The labor market continues to tighten as the economy grows. The Labor Department stated initial jobless claims increased by 7,000 to 265,000 in the week ending March 21, 2016. The four-week moving average was 268,000. 242,000 jobs were added to the labor market in February, and the previous two months were revised upwards, beating expectations in both months. The BLS reported the unemployment rate remains unchanged at 4.9% and continues to stay at its lowest since February 2008. While the employment report was strong, weakness in mining employment was noted again, and wage growth continues to be restrained. However, strong payrolls growth and a near record number of job openings in the most recent Job Openings and Labor Turnover Survey report (JOLTS) should keep the Fed on the right path to raise rates later in the year.


Core consumption prices increased to 2.3% y/y growth in February, the strongest rise of the expansion. Headline consumer prices (which include energy components and volatile food) dropped -0.2% this month. Most of this decline was caused by the 6.0% drop in energy prices. The shelter, apparel and health care components displayed firm price appreciation in the month, causing the core measure to rise. Other inflation data continued to grow in February with import prices declining less than previously forecasted, providing more evidence the consumption deflator is inching towards the Fed’s inflation target of 2%.


The 10-year U.S. Treasury note yield decreased -0.10% to 1.88% for the week ending March 18, 2016. The Fed held short-term interest rates stable in the rage of 0.25%-0.50% this month. The Fed also lowered its projections for increasing the federal funds rate in 2016 from four to two. The dovish statement and projections set off a broad rally in U.S. Treasuries and equities.
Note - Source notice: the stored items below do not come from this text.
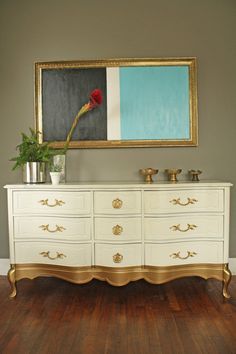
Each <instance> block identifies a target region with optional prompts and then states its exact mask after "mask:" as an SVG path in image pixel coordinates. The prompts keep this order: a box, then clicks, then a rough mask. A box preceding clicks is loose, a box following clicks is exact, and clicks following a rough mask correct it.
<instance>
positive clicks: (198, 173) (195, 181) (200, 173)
mask: <svg viewBox="0 0 236 354" xmlns="http://www.w3.org/2000/svg"><path fill="white" fill-rule="evenodd" d="M188 172H189V174H190V175H191V176H192V181H194V182H198V181H199V177H198V176H199V175H200V174H201V173H202V171H200V170H189V171H188Z"/></svg>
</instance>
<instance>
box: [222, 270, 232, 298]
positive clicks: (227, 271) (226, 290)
mask: <svg viewBox="0 0 236 354" xmlns="http://www.w3.org/2000/svg"><path fill="white" fill-rule="evenodd" d="M231 277H232V274H231V271H230V270H229V265H228V264H225V265H224V286H223V296H224V297H225V298H226V299H229V298H230V294H229V292H228V287H229V283H230V280H231Z"/></svg>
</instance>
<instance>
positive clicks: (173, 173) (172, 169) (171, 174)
mask: <svg viewBox="0 0 236 354" xmlns="http://www.w3.org/2000/svg"><path fill="white" fill-rule="evenodd" d="M165 172H166V173H167V174H168V179H169V181H171V182H177V181H178V179H177V175H178V174H180V173H181V172H182V170H181V169H179V168H168V169H166V170H165Z"/></svg>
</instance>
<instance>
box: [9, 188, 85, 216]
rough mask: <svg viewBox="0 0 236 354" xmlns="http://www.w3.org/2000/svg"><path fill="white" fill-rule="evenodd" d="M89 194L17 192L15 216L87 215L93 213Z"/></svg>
mask: <svg viewBox="0 0 236 354" xmlns="http://www.w3.org/2000/svg"><path fill="white" fill-rule="evenodd" d="M90 199H91V198H90V193H89V192H76V191H73V192H59V191H15V192H14V198H13V212H14V214H26V213H27V214H47V215H48V214H59V215H67V214H72V215H85V214H89V213H90V212H91V200H90Z"/></svg>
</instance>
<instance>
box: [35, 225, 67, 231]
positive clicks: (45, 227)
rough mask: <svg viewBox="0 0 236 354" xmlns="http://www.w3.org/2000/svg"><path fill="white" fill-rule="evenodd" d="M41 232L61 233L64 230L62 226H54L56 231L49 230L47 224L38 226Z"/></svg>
mask: <svg viewBox="0 0 236 354" xmlns="http://www.w3.org/2000/svg"><path fill="white" fill-rule="evenodd" d="M39 227H40V228H41V229H42V230H43V231H48V232H51V233H53V232H63V230H66V229H65V228H64V227H63V226H58V225H56V229H55V230H50V229H49V224H47V225H40V226H39Z"/></svg>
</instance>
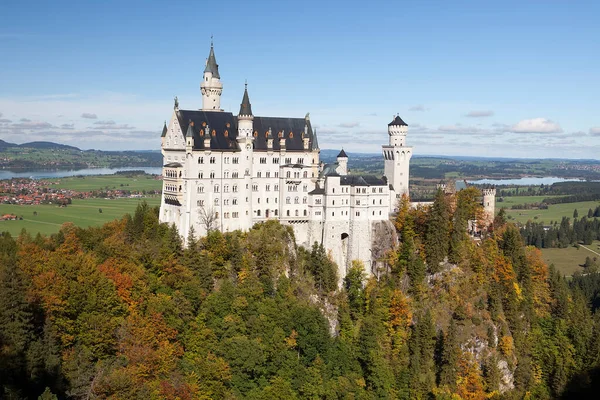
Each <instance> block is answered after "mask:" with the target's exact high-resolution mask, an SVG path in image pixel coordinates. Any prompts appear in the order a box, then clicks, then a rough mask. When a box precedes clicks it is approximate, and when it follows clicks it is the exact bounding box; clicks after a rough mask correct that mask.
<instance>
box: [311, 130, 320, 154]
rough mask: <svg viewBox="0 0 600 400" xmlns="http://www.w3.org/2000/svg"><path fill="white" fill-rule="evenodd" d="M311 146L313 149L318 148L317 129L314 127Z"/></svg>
mask: <svg viewBox="0 0 600 400" xmlns="http://www.w3.org/2000/svg"><path fill="white" fill-rule="evenodd" d="M312 147H313V150H314V149H318V148H319V141H318V140H317V129H316V128H315V130H314V132H313V143H312Z"/></svg>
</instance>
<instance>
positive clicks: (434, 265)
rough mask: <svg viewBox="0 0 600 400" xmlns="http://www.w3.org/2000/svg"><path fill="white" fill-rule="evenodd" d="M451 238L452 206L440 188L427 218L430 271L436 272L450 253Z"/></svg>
mask: <svg viewBox="0 0 600 400" xmlns="http://www.w3.org/2000/svg"><path fill="white" fill-rule="evenodd" d="M449 239H450V207H449V205H448V201H447V199H446V197H445V195H444V192H443V191H442V190H441V189H439V190H438V191H437V193H436V195H435V200H434V201H433V206H431V210H430V212H429V215H428V218H427V231H426V236H425V254H426V257H427V266H428V268H429V271H430V272H432V273H435V272H438V271H439V270H440V263H441V262H442V261H444V258H445V257H446V256H447V255H448V249H449V247H450V241H449Z"/></svg>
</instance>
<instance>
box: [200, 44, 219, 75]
mask: <svg viewBox="0 0 600 400" xmlns="http://www.w3.org/2000/svg"><path fill="white" fill-rule="evenodd" d="M204 72H205V73H206V72H210V73H212V74H213V78H217V79H221V77H220V76H219V64H217V59H216V58H215V48H214V46H213V42H212V36H211V37H210V53H209V54H208V60H206V68H204Z"/></svg>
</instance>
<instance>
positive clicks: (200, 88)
mask: <svg viewBox="0 0 600 400" xmlns="http://www.w3.org/2000/svg"><path fill="white" fill-rule="evenodd" d="M200 90H201V91H202V110H204V111H222V110H221V93H222V92H223V84H222V83H221V76H220V75H219V64H217V59H216V58H215V50H214V47H213V43H212V40H211V42H210V53H209V55H208V59H207V60H206V68H204V76H203V79H202V83H201V84H200Z"/></svg>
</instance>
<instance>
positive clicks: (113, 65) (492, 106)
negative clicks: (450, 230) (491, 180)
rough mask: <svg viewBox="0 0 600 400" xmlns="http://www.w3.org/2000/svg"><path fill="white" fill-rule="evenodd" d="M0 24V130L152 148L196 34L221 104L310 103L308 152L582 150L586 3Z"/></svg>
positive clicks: (149, 11) (583, 135)
mask: <svg viewBox="0 0 600 400" xmlns="http://www.w3.org/2000/svg"><path fill="white" fill-rule="evenodd" d="M1 14H2V24H0V54H2V57H0V139H3V140H6V141H11V142H17V143H21V142H26V141H32V140H52V141H57V142H61V143H67V144H72V145H76V146H79V147H81V148H85V149H87V148H99V149H120V150H125V149H158V148H159V147H160V139H159V136H160V131H161V128H162V124H163V121H164V120H165V119H169V118H170V115H171V111H172V106H173V97H174V96H175V95H177V96H178V97H179V101H180V107H181V108H184V109H196V108H200V107H201V95H200V90H199V84H200V80H201V77H202V72H203V69H204V63H205V59H206V57H207V56H208V51H209V48H210V36H211V34H213V35H214V42H215V53H216V57H217V62H218V63H219V70H220V73H221V79H222V82H223V85H224V90H223V97H222V101H221V106H222V107H223V108H224V109H225V110H226V111H233V112H234V113H235V112H237V110H238V108H239V103H240V101H241V98H242V94H243V88H244V80H245V79H247V80H248V90H249V93H250V100H251V102H252V110H253V111H254V113H255V114H256V115H266V116H296V117H302V116H304V115H305V113H306V112H310V113H311V121H312V123H313V125H314V126H317V127H318V128H317V129H318V132H319V144H320V145H321V147H322V148H340V147H342V146H343V147H344V148H345V149H346V150H348V151H361V152H378V151H380V146H381V144H383V143H385V142H387V133H386V131H387V123H388V122H389V121H391V119H392V115H393V114H395V113H399V114H400V116H401V117H402V118H403V119H404V120H405V121H406V122H407V123H408V124H409V136H408V143H409V144H410V145H414V146H415V154H423V155H425V154H446V155H472V156H474V155H481V156H503V157H514V156H516V157H565V158H596V159H597V158H599V156H598V155H599V154H600V72H599V71H600V24H598V16H599V15H600V3H599V2H583V1H578V2H572V1H571V2H568V1H498V2H487V1H476V2H467V1H453V2H447V1H439V2H436V1H414V2H404V1H402V2H400V1H398V2H390V1H385V2H380V1H370V2H355V1H342V2H337V1H312V0H310V1H299V2H284V1H194V2H179V1H170V2H158V1H155V2H151V1H146V2H134V1H103V2H87V1H79V2H76V1H73V2H63V1H53V2H47V1H40V2H35V1H29V2H25V1H23V2H5V4H3V5H2V12H1Z"/></svg>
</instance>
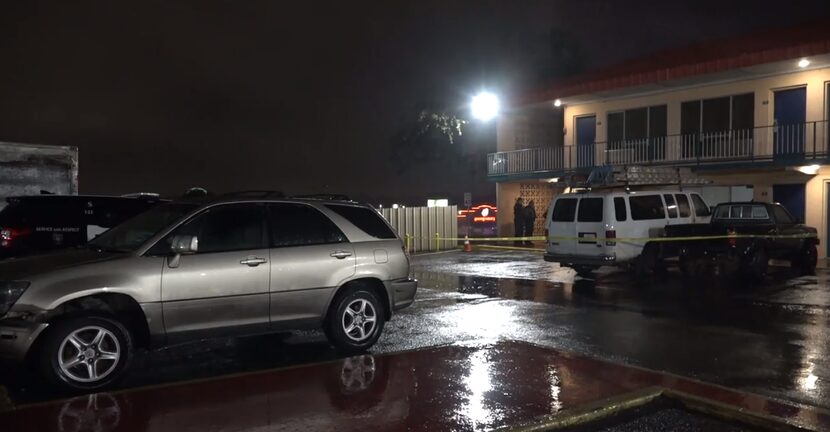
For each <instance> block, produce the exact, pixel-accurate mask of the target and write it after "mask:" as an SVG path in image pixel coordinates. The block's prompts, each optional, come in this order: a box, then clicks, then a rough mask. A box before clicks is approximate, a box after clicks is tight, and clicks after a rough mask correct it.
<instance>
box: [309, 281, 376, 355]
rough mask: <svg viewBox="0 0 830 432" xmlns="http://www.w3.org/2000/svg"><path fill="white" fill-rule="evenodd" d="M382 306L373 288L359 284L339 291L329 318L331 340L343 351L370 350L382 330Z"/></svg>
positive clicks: (327, 327)
mask: <svg viewBox="0 0 830 432" xmlns="http://www.w3.org/2000/svg"><path fill="white" fill-rule="evenodd" d="M383 316H384V313H383V307H382V306H381V303H380V301H379V300H378V299H377V296H376V295H375V294H374V293H372V292H371V291H369V290H367V289H365V288H361V287H356V288H353V289H349V290H348V291H345V292H343V293H342V294H338V296H337V297H336V298H335V299H334V302H333V303H332V305H331V309H330V310H329V316H328V317H327V320H326V325H325V329H324V330H325V332H326V337H328V339H329V342H330V343H331V344H332V345H334V346H335V348H337V349H339V350H340V351H343V352H344V353H348V354H354V353H359V352H363V351H365V350H367V349H369V348H370V347H371V346H372V345H374V344H375V342H377V340H378V338H380V334H381V332H382V331H383V324H384V321H383Z"/></svg>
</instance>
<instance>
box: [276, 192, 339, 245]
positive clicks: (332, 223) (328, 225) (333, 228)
mask: <svg viewBox="0 0 830 432" xmlns="http://www.w3.org/2000/svg"><path fill="white" fill-rule="evenodd" d="M281 205H282V206H294V207H304V208H307V209H310V210H311V211H313V212H317V214H318V215H320V217H322V218H323V220H324V221H325V223H326V224H327V225H328V226H329V228H330V229H333V230H334V234H335V235H337V234H339V236H340V238H341V239H342V240H341V241H334V242H327V241H324V242H321V243H310V244H308V243H307V244H296V245H284V246H277V245H276V244H275V242H274V233H275V232H276V231H275V230H274V227H273V221H272V219H271V211H272V208H273V207H277V206H281ZM332 211H334V210H332ZM335 214H336V213H335ZM265 221H266V224H267V226H268V236H267V238H266V245H267V247H268V248H269V249H286V248H295V247H311V246H321V245H333V244H343V243H350V241H349V238H348V237H347V236H346V234H345V233H344V232H343V230H341V229H340V227H338V226H337V224H336V223H334V221H332V220H331V218H330V217H328V215H326V214H325V213H324V212H322V211H320V210H319V209H317V208H315V207H314V206H313V205H310V204H306V203H299V202H276V201H275V202H268V203H265Z"/></svg>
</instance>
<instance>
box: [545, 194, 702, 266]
mask: <svg viewBox="0 0 830 432" xmlns="http://www.w3.org/2000/svg"><path fill="white" fill-rule="evenodd" d="M710 215H711V210H710V208H709V206H708V205H706V202H705V201H703V198H701V197H700V195H699V194H698V193H696V192H688V191H680V190H650V191H630V192H626V191H593V192H578V193H567V194H563V195H560V196H558V197H557V198H556V199H555V200H554V201H553V203H552V204H551V206H550V208H549V209H548V212H547V220H546V221H545V227H546V228H547V247H546V249H547V251H546V253H545V261H551V262H558V263H561V264H562V265H565V266H568V267H572V268H574V269H575V270H576V271H577V273H580V274H585V273H589V272H591V271H593V270H595V269H597V268H598V267H601V266H606V265H634V267H635V268H636V269H637V270H638V271H648V270H651V269H653V268H654V267H655V266H656V265H657V264H658V261H659V259H660V257H662V256H664V252H663V251H662V249H663V247H664V245H663V244H661V243H659V242H649V241H648V239H649V238H654V237H661V236H662V235H663V231H664V228H665V226H666V225H671V224H687V223H708V222H709V217H710Z"/></svg>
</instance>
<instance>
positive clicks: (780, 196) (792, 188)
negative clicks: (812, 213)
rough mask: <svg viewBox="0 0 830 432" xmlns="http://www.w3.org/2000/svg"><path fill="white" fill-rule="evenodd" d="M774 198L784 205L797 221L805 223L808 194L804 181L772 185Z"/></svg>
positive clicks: (784, 207) (774, 201)
mask: <svg viewBox="0 0 830 432" xmlns="http://www.w3.org/2000/svg"><path fill="white" fill-rule="evenodd" d="M772 200H773V201H774V202H777V203H779V204H781V205H782V206H784V208H785V209H787V211H789V212H790V214H791V215H793V217H794V218H795V219H796V220H797V221H799V222H801V223H804V220H805V219H804V216H805V207H806V196H805V189H804V184H803V183H802V184H777V185H772Z"/></svg>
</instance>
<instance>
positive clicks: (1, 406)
mask: <svg viewBox="0 0 830 432" xmlns="http://www.w3.org/2000/svg"><path fill="white" fill-rule="evenodd" d="M13 409H14V404H13V403H12V400H11V398H10V397H9V392H8V390H6V387H3V386H2V385H0V412H3V411H11V410H13Z"/></svg>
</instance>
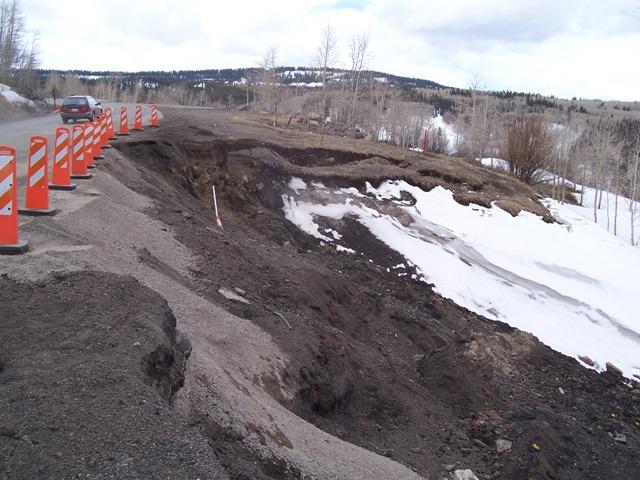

With a low unemployment rate and the highest core CPI reading of the expansion, it suggests that the economic climate in the U.S. is tough enough to withstand a rate increase. J.P. Morgan Funds stated “We caution that this very easy monetary policy increases the odds that they may eventually need to tighten more sharply than the market expects.”


The BLS stated the core CPI increased 0.3% and the CPI dropped 0.2% in February. Producer prices dropped 0.2% in February. The Commerce Department reported housing starts increased 5.2% and retail sales dropped 0.1% in February, while business inventories increased 0.1% in January. The Conference Board Leading Economic index increased in February. In the BEA’s second estimate of 4Q 2015 GDP showed the U.S. economy growing at a 1.0% saar, a higher revision from the previously estimated of 0.7% growth. The higher revision reflected lower imports and more inventory investment than was initially estimated. Those positives were canceled out by tiny downward revisions to government consumption and spending.


According to the S&P Dow Jones Indices, as of March 10, 2016, of the 493 S&P 500 Index companies reporting 4Q earnings, 68.7% – beat analysts’ estimates. With 90% of the S&P 500 market cap having reported, the 4Q earnings season has softly moved into negative territory. Overall earnings dropped 5.7% y/y, but earnings ex-energy increased 7.8%. Companies beating on revenues were at an unsatisfactory 38%, but those beating on the bottom line maintained a healthy 68%, with blows from a lingering strong dollar and low energy prices, 1Q 2016 could also demonstrate a struggle for profits, but analysts expect profits to bounce back in the latter half of 2016.